Jubeir called the situation in Lebanon “unfortunate,” and a result of “Hezbollah’s activities supported by Iran.”

“Hezbollah continues to maintain its militia even though it should hand over its weapons,” he said. “There can be no militia outside the scope of government institutions. Hezbollah has put roadblocks in front of every initiative that Prime Minister Hariri tried to implement. Hezbollah pretty much hijacked the Lebanese system and Hezbollah has been the instrument that Iran uses to dominate Lebanon.”

He said Hezbollah is also “the instrument that Iran uses to interfere in Syria with Hamas and with the Houthis,” as well as “smuggling weapons into Bahrain” and running criminal enterprises like drug dealing and money laundering.

“And so we see Hezbollah’s mischief all over the region,” he said.

Jubeir said Saudi Arabia, like the United States, wants to “help the Lebanese government be strong and be independent.” He advised world governments and institutions to unsparingly designate Hezbollah as a terrorist organization to reduce its malign influence, and suggested the same course should be taken with Iran.

“What I do know is that Iran is an outlaw state, that Iran is the number one state sponsor of terrorism, that Iran harbors terrorists, that Iran was in cahoots with Al-Qaeda and Osama bin Laden since the 1990s, that Al-Qaeda’s virtual board of directors fled to Iran in 2002 and have been living there ever since,” he said.

“They have directed terrorist operations including against Saudi Arabia from Iran while they were there. The order to blow up the three housing compounds in Riyadh came from Saif al-Adel, who’s their head of their operations, while he was in Iran in a phone call which we incidentally have on tape,” he continued.

Jubeir’s recommended solution involved “fixing” the Iran nuclear deal, which he described as “weak.” One of the fixes he had in mind is renewed sanctions against Iranian “support of terrorism” and “violating the ballistic missile resolutions of the United Nations.”

On Friday, Air Force Lt. General Jeffrey L. Harrigian told journalists gathered for an air show in Dubai that there are “Iranian markings” on missiles used by the Houthis. “To me, that connects the dots to Iran,” he said.

Harrigian specifically addressed the missile fired at Saudi Arabia over the weekend, saying, “What has been demonstrated and shown based on the findings of that missile is that it had Iranian markings on it. That in itself provides evidence of where it came from.”

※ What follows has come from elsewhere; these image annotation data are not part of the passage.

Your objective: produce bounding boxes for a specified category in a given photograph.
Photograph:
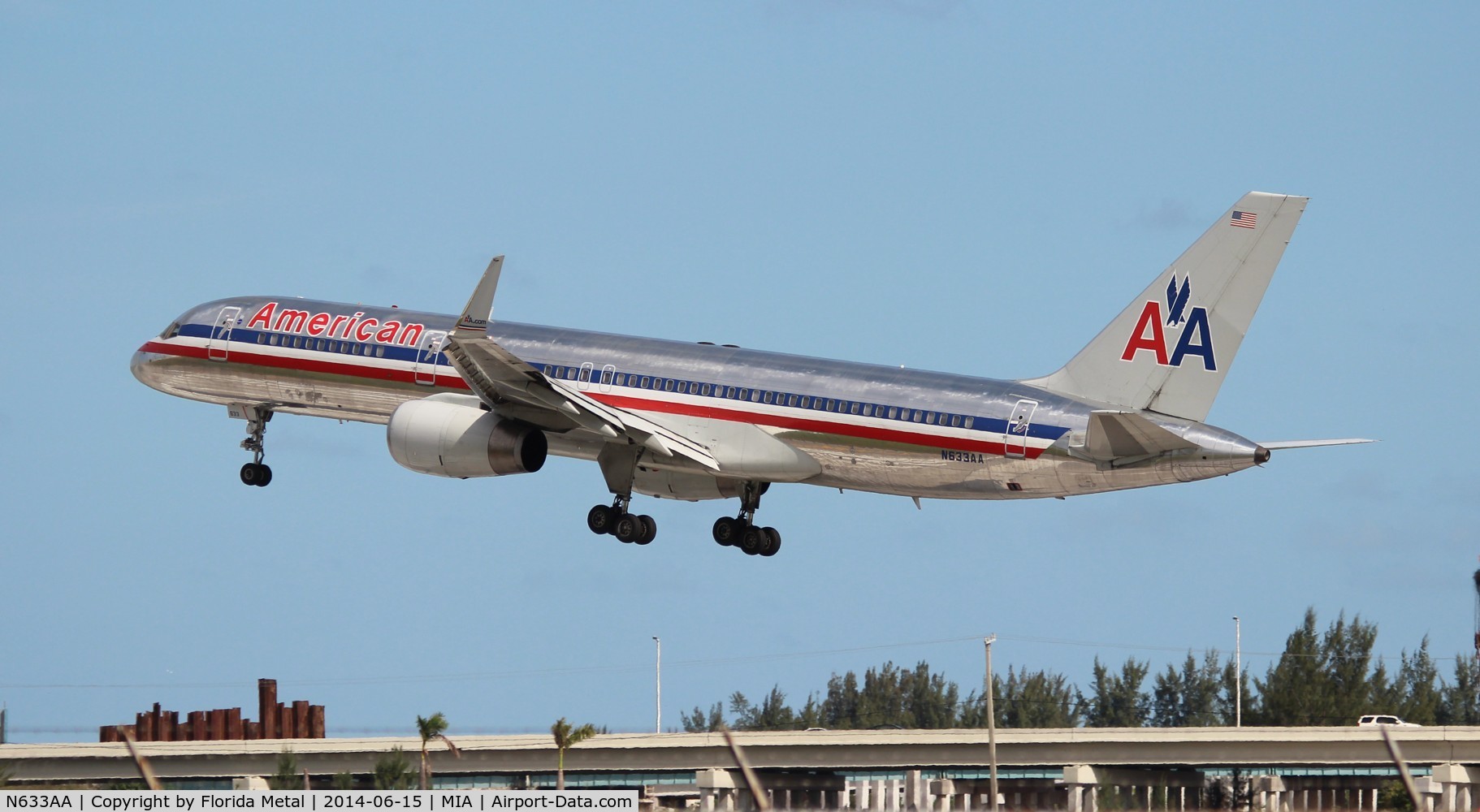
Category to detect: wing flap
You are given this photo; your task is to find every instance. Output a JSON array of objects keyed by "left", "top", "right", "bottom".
[{"left": 444, "top": 256, "right": 719, "bottom": 472}]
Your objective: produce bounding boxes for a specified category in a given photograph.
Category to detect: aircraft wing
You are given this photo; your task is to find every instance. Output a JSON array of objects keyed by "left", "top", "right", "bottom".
[
  {"left": 443, "top": 256, "right": 719, "bottom": 472},
  {"left": 1079, "top": 411, "right": 1197, "bottom": 464}
]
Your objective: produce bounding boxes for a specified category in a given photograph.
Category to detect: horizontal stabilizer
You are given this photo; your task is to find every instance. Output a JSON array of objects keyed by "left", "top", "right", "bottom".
[
  {"left": 1260, "top": 438, "right": 1376, "bottom": 451},
  {"left": 1080, "top": 411, "right": 1197, "bottom": 463}
]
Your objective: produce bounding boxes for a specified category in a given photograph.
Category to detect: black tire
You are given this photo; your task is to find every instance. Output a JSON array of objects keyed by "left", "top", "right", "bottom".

In the course of reporting Harrigian’s comments, the Associated Press notes that hard-line Iranian cleric Mehdi Taeb, whose brother is intelligence chief of the IRGC, admitted in April that Iran has shipped missiles to the Houthis in the past. He claimed the shipments were stopped because the United States said negotiations for the nuclear deal would be ended if Iran continued sending missiles to Yemen.